So I'm still on a bit of a 'full-text search' kick in Sql Server, and I've been thinking about theoretical ways to speed up a search for a substring across an entire table (and multiple columns therein).

As you can see in the previous post, right now I'm simply doing a 'LIKE' comparison on the necessary fields. This works ok on small tables, but as the number of rows increases it's gonna get slow.

So theoretically I could create my own makeshift full-text index, using a custom table. Say a table that listed every individual word, and which row that word appeared in. Something like:

Words (WordID, WordText, ProductID)

Ok - that's not very efficient. We'd need to normalize that a bit.
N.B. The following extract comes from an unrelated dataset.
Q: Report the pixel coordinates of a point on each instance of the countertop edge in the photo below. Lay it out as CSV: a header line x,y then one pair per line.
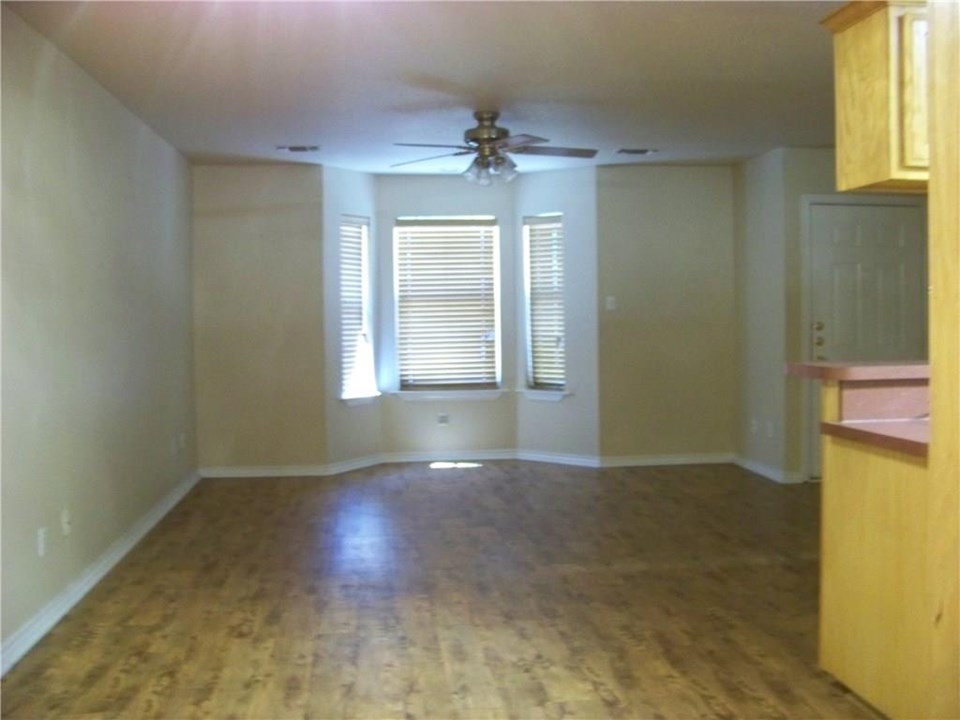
x,y
908,436
860,371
So we can have every unique word, and a second table which matches words to rows in the original table.

Products -> ProductWords (ProductID, WordID) -> Words (WordID, WordText)

Then we'd need a trigger on the original Products table, which nuked any references to the modified row in ProductWords, and then split ProductName (and any other columns we want to search in) into words and re-created the necessary Words and ProductWords rows.

So now we can do a 'LIKE' comparison just in the Words table, and use the ProductWords table to link back to the product we matched.

Obviously this method would only be efficient when the number of distinct words in your Products table is less than the number of actual products - otherwise you're still doing a search across the same number of rows.

What do you think? Do you have ideas on how to perform an efficient text search across a table if you don't have access to Sql Server's full-text indices?